Em Morte em Veneza está em jogo o amor, concebido de uma forma platônica e quase assexuada, entre um compositor de meia idade e um adolescente. É evidente que a questão homossexual está aqui colocada mas não podemos deixar que isto transforme o filme de Visconti em um filme "engajado". Como não lembrar aqui do trajeto de Aschenback, que ao se entregar cada vez mais à paixão que o domina - e que ele sabe poder levar à morte - faz um paralelo magistral entre sua ascensão ao mundo dos sentidos, e portanto contrário a todos os rígidos princípios com os quais havia estruturado sua vida e sua arte, e a destruição infecta de Veneza, que passa a se deteriorar às nossas vistas, com suas ruas e vielas sendo gradativamente tomadas pelos desinfetantes leitosos e pelas fogueiras de detritos. Como não poderia deixar de ser, culmina com a dissolução de sua própria imagem após o "rejuvenescimento" outorgado pelo barbeiro, que o transforma na imagem do velho que ele olhava com escárnio no começo do filme e do qual ele acaba se tornando um pálido duplo imperfeito. Tornando-se um simulacro de si mesmo, uma imagem de seus fantasmas, dissolve-se como Veneza, tomados ambos pelas suas próprias pragas e chagas que lhes destroem a dignidade, a segurança e, em seu caso, também a vida, quando "cai" no amor. Nada mais contundente do que sua própria dissolução, junto com sua imagem, na cena final do filme. Sentado na cadeira de praia onde chegou já cambaleante, o calor do amor que o sufocou aparece também como aquele que dissolve a tinta de seus cabelos, que escorre pelo seu rosto enquanto ele olha pela última vez o ser amado e desejado.

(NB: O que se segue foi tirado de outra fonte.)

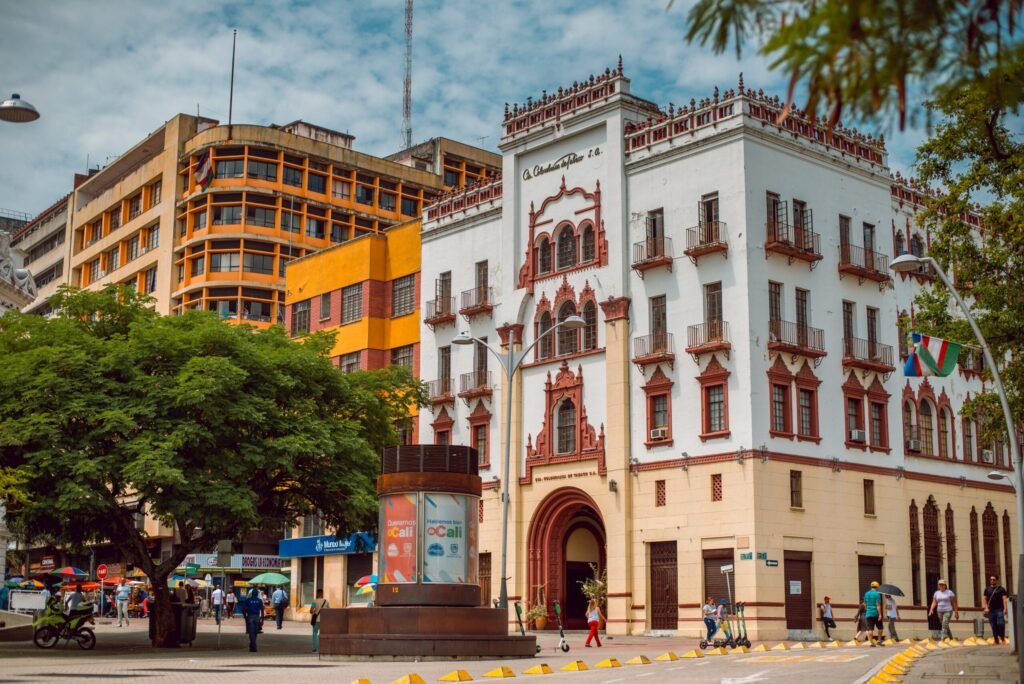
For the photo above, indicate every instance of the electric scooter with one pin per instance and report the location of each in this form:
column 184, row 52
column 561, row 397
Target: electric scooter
column 564, row 645
column 741, row 639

Último Tango em Paris aprofunda estes questionamentos, em direção às possibilidades e dificuldades de se construir o novo no meio do velho. Sua cena mais famosa, que marcou a década e o imaginário de toda uma geração, "a cena da manteiga", merece ser reavaliada aos olhos já um pouco distantes de hoje. Cena que retrata como nenhuma as possibilidades ambíguas que podem assumir as imagens do cinema, é lida das mais variadas maneiras.

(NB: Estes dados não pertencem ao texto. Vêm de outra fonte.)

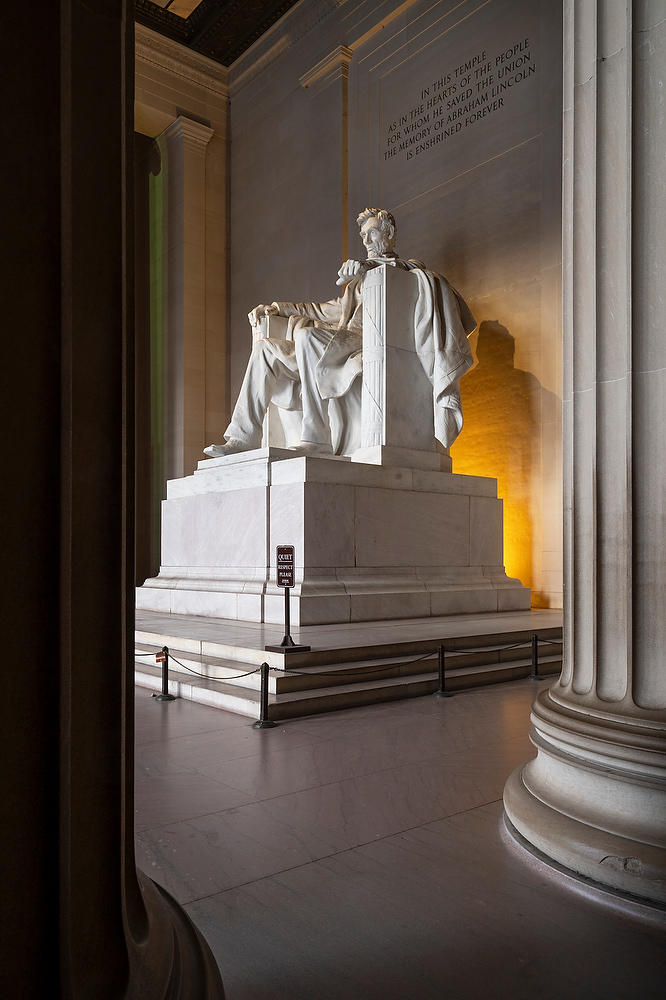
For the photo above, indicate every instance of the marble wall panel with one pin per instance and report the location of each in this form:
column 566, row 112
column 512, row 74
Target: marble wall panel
column 382, row 515
column 485, row 532
column 482, row 206
column 216, row 529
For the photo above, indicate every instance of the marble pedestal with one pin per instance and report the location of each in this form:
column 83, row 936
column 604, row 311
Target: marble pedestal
column 371, row 542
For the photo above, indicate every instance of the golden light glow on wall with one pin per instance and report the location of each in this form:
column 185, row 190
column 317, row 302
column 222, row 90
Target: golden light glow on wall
column 500, row 439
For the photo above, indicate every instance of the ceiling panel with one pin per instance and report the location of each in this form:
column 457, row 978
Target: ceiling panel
column 219, row 29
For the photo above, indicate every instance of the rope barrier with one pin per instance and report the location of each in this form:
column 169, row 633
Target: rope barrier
column 208, row 677
column 264, row 722
column 360, row 672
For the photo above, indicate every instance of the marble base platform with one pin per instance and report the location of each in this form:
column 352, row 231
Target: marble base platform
column 372, row 542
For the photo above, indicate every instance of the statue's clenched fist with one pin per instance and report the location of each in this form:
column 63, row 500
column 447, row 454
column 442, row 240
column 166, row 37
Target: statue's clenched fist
column 255, row 315
column 349, row 270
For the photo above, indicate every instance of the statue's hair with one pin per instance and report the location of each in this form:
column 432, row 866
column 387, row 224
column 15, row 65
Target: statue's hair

Aos nossos olhos, as imagens em si mesmas não parecem criar mais muitas estranhezas. Afinal, Marlon Brando está todo vestido e Maria Schneider tem suas calças um pouco abaixadas, até mais ou menos o meio das nádegas, o que faz esta cena começar de uma maneira muito menos ousada que a maioria das novelas que acostumaram o nosso olhar nestes últimos anos. Talvez o toque de estranheza seja realmente a manteiga, não exatamente um lubrificante costumeiro para este tipo de situação. Mas não podemos nos esquecer que, apesar de a maioria das pessoas se lembrarem apenas da "manteiga", as palavras que ele profere durante aquele ato são sujeitos de violação muito maior que o ato físico em si. Num certo momento ficamos em dúvida sobre o que realmente faz Jeanne chorar em um dado momento, se é realmente a penetração anal física a que é submetida ou se é a penetração auditiva moral que a invadiu, esta sim, de maneira insuspeita e sem mediações. E devemos lembrar que as feministas nunca perdoaram Bertolucci pela cena que se segue, onde ela aparece com o rosto todo alegrinho e sorridente chamando Marlon Brando, que descansava, para lhe dar um choque na tomada da vitrola. O fato de ela ter ficado com ele e continuado com aquele relacionamento legitima de maneira contundente a aparente "violação" a que tinha supostamente sido "submetida", seja ela física ou moral. Da mesma forma que nos obriga a olhar para os nossos próprios valores e preconceitos, para a nossa própria moralidade insuspeita.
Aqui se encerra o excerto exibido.